# [SOLVED] Matlab image processing problem



## woowar (Nov 25, 2009)

Hey everyone. I have a question regarding image processing using Matlab.
I'm currently working on a piece of coursework where one of the questions ask me to "convert the image to double class". This is directly after I have converted it to grayscale.
I've looked through my lecture notes, and they don't refer to anything like this at all. The only thing I have found is 'im2double'. Do you think this is what they mean?
Thanks in advance for any replys!


----------



## shuuhen (Sep 4, 2004)

*Re: Matlab image processing problem*

That sounds probable. The MATLAB documentation site may be a good place to look around, especially the part for the image processing toolbox. Also, since this is coursework, I recommend contacting the TA or teacher. They should understand what the question means or at least what they expect to see.

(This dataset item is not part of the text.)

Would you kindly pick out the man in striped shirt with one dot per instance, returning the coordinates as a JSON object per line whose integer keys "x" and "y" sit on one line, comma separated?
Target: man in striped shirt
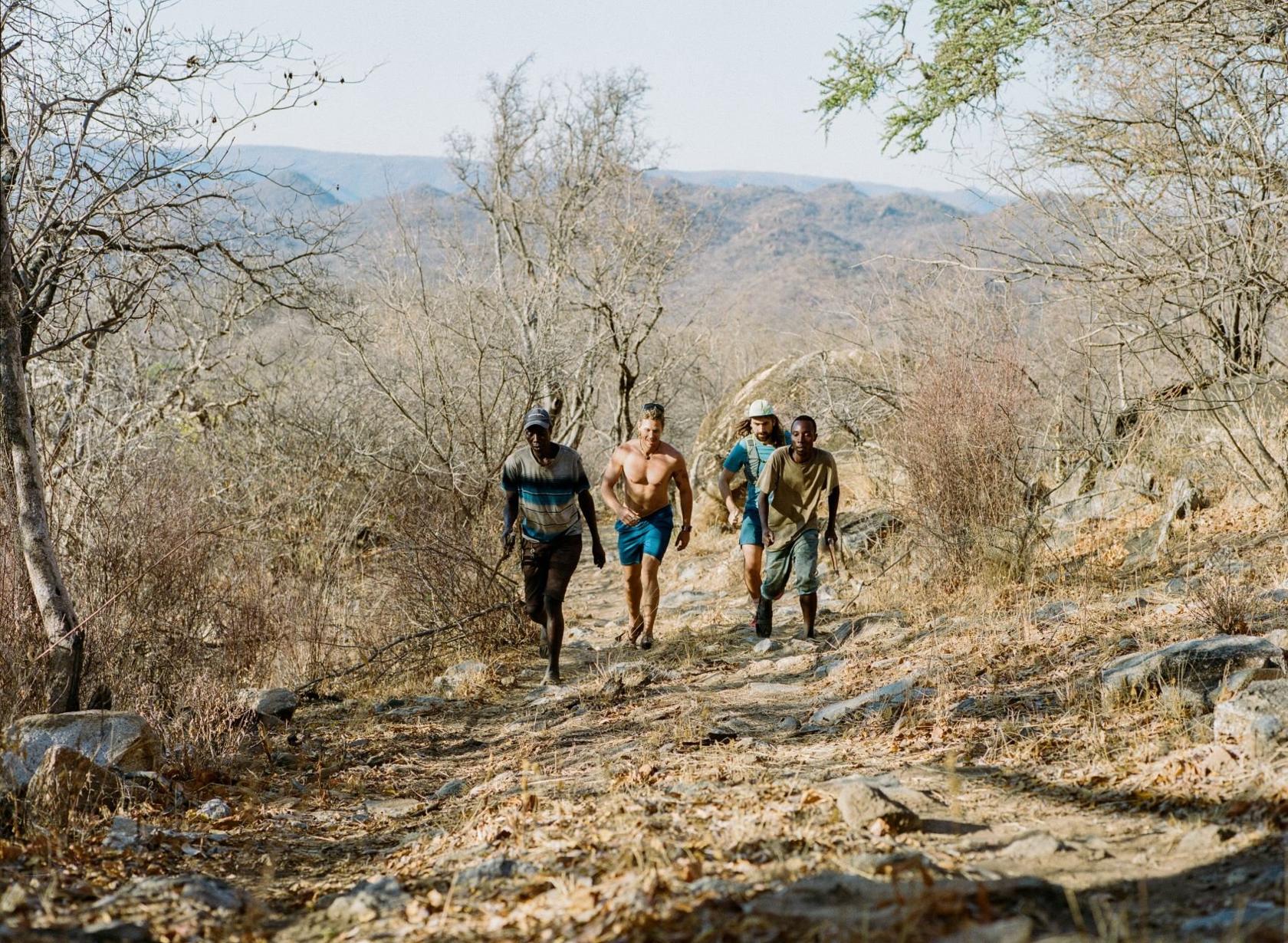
{"x": 547, "y": 488}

Image processing toolbox docs: http://www.mathworks.com/access/helpdesk/help/toolbox/images/


----------



## woowar (Nov 25, 2009)

*Re: Matlab image processing problem*

Thanks very much for the reply. Asked the lecturer and he explained. The code I found was correct, so the coursework is progressing well.
Thanks again!


----------



## amisha1 (Dec 17, 2009)

What was the error? How did you resolved?

______________________


----------